En síntesis, el mecanismo introducido por la Ley n.º 7566 limita el resultado al nivel del “valor imponible calculado / base imponible” para 2026, pero no impone ninguna limitación ni introduce ninguna regulación directa relativa a los valores mínimos unitarios por metro cuadrado determinados en 2025.

III. Objeto principal de las demandas presentadas por los propietarios de inmuebles

Conforme al sistema establecido por el artículo 29 de la Ley del Impuesto Inmobiliario, el valor imponible de terrenos y parcelas se determina por referencia a los valores mínimos unitarios por metro cuadrado fijados por las comisiones de valoración. Por este motivo, en una parte significativa de las demandas presentadas en 2025, el acto controvertido es la decisión de la comisión de valoración que determina los valores mínimos unitarios por metro cuadrado, es decir, la fase previa al cálculo del propio impuesto.

La alegación principal formulada en estos casos es que los valores mínimos unitarios fueron incrementados en determinadas zonas en una medida incompatible con los datos de mercado, y que las decisiones no contienen una motivación revisable que demuestre cómo se alcanzaron dichos aumentos. En consecuencia, la solicitud de anulación no se dirige contra el importe del impuesto inmobiliario como tal, sino contra la determinación administrativa de los valores unitarios que sirven de base al impuesto.

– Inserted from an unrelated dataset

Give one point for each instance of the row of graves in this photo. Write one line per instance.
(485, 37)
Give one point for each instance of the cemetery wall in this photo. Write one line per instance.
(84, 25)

IV. Impacto de la modificación en los litigios pendientes

En términos sencillos, el objeto de muchas demandas presentadas en 2025 es la determinación, por parte de la comisión de valoración, de los valores mínimos unitarios por metro cuadrado para el periodo 2026-2029. El mecanismo de tope introducido en virtud del artículo provisional 23 no deroga ni invalida esas decisiones de las comisiones de valoración. Por lo tanto, no sería correcto concluir, como regla general, que los asuntos pendientes han perdido su objeto o han finalizado automáticamente. Los actos administrativos impugnados siguen en vigor, y los valores mínimos unitarios determinados por dichos actos continúan produciendo efectos jurídicos.

Dicho esto, la modificación tiene un efecto práctico para 2026: dado que el aumento del valor imponible de 2026 queda sujeto a un tope, esta limitación puede reducir indirectamente la liquidación del impuesto inmobiliario de 2026 en determinados casos. Sin embargo, ello no elimina la controversia subyacente relativa a la legalidad de las determinaciones de los valores unitarios. Además, puesto que la modificación establece que el marco previsto en el artículo provisional 23 también se aplicará durante el periodo 2027-2029, los efectos futuros de las decisiones de las comisiones de valoración implican que la controversia no puede tratarse como limitada únicamente a 2026.

Por estas razones, aunque el impuesto inmobiliario de 2026 a pagar por los contribuyentes pueda quedar limitado en virtud del nuevo tope, los procedimientos pendientes deberían continuar respecto de las pretensiones y solicitudes que impugnan los valores mínimos unitarios por metro cuadrado.

V. Conclusión

La Ley n.º 7566 ha introducido un mecanismo legal de tope para el cálculo del impuesto inmobiliario de 2026, limitando el aumento de los valores imponibles de edificios y terrenos que constituyen la base del impuesto. Este mecanismo puede reducir el incremento reflejado en la liquidación de 2026.

Al mismo tiempo, la ley no introduce ninguna medida correctiva ni marco de redeterminación respecto de las decisiones de las comisiones de valoración que establecen los valores mínimos unitarios por metro cuadrado para el periodo 2026-2029. Como resultado, el debate central sobre la legalidad en las acciones de anulación presentadas en 2025, a saber, la legalidad de las determinaciones de los valores unitarios, sigue siendo relevante. En cuanto a los litigios pendientes, el mecanismo de tope afecta únicamente al impacto financiero de la liquidación de 2026; no elimina el acto administrativo subyacente impugnado ante los tribunales.

Nota: Esta traducción se ofrece únicamente como cortesía y puede presentar pequeñas diferencias respecto del texto original.